I have learned my worth over many years and a lot of hard work. Poetry doesn’t fill any holes inside me. I do not read it to fill holes and to impress others. I don’t write it to please and perform for other people. I don’t need your approval. I do it because I love language. I love communicating, and I like poets who sometimes write sincere, skillful, clever confessional poetry. I’m a secret introverted exhibitionist.
The Author on her 52nd Birthday/Book Release Day
This week I got the funniest rejection letter ever from a “prestigious” poetry review. I sent them a very personal confessional poem, but was applauded for my imagination! I laughed. But it was one of the few rejections at this point that actually stung a little, only due to the implications and assumptions the editor made about my life and me. I am apparently walking or running a road less traveled, if my daily life is that imaginative to this specific editor.
“Dear Pixie Bruner,
Thank you for your interest in ________ Poetry Review. We value your work and thank you for submitting to us. We're sorry to say, however, that we have decided not to publish this submission. We wish you success in finding another venue for your poem. (I applaud your imagination. Perhaps you're attempting too much in this poem. However, another editor may love it.)
Sincerely,
The Editors ________ Poetry Review “
It is just last year that I started building my own house. I have thrown myself into submission grinders and become mincemeat. I have also had published my first co-edited/curated anthology of poetry and prose with all proceeds going to The Nature Conservancy and most importantly to me as writer, an incredible book of poetry on Authortunities Press, ”The Body As Haunted”, which is one hell of a starter poetry home. I am already planning new projects and a new wing, as one doesn’t just quit after their debut collection of poetry
One year into my journey as a dedicated builder of a poetry and literary career, not just an editor/proofreader, I have two walls standing, and way two many windows. It’s a glass house, apparently. I’m on display. 30 poems sold or published. I do not know if the house will ever provide me shelter. I share a 600 square-foot apartment with my doppelgänger, who is also my fiancé. He’s very pretty and non-poisonous. My doppelgänger is a real person.

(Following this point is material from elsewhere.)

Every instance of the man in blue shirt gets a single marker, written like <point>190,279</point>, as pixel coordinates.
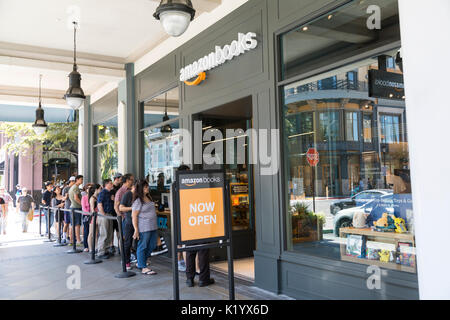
<point>46,199</point>
<point>105,206</point>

Doppelgänger writes as well!
I’ve met many of my literary neighbors and liked them. I’ve even invited them over for tea and biscuits. No one ends up in an oven or a cage to be eaten.
I have discovered so many new writers as I am embark on building the walls for my next incarnation to reside, a literary Home in which I curate and publish the poems, I want to create a wondrous place. it’s dark, labyrinthine, slightly claustrophobic, haunted, and also beautiful, but not built on the past poets or social media. I have largely outgrown my starter poets, although “The Complete Works of Anne Sexton” is under the tarp covering the built-in bookcase already.

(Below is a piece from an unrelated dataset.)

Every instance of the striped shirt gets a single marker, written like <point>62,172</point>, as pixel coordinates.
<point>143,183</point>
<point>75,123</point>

Bestsellers (from The Body as Haunted)
Pixie Bruner
The top of the poetry charts is not my place.
I have too many words in dodgy stanzas.
I craft forms, images, occasionally rhythm
I use assonance and I aliterate, I symbolize.
too many words on the pages without illustrations.
There is a rhythm in mine.
My volumes are slim slitettos
Switchblades, overkill for avocado pitting.
Poison to the self-diagnosed gluten intolerant
who shun thinking over feeling.
Want poems that chew and spit, instead of savor and devour.
Mine can’t fit on social media inside a
perfect square of relatable trauma,
heartbreak, validation, and my own bad great decisions.
we have forgotten what poetry is-
Transformations, Tulips, Great blue herons,
confessions, speculation and magic
Songs and ashes floating away, ephemera—
gossamer things of dark beauty, laid bare,
Viscera, feathers, and bone visitations.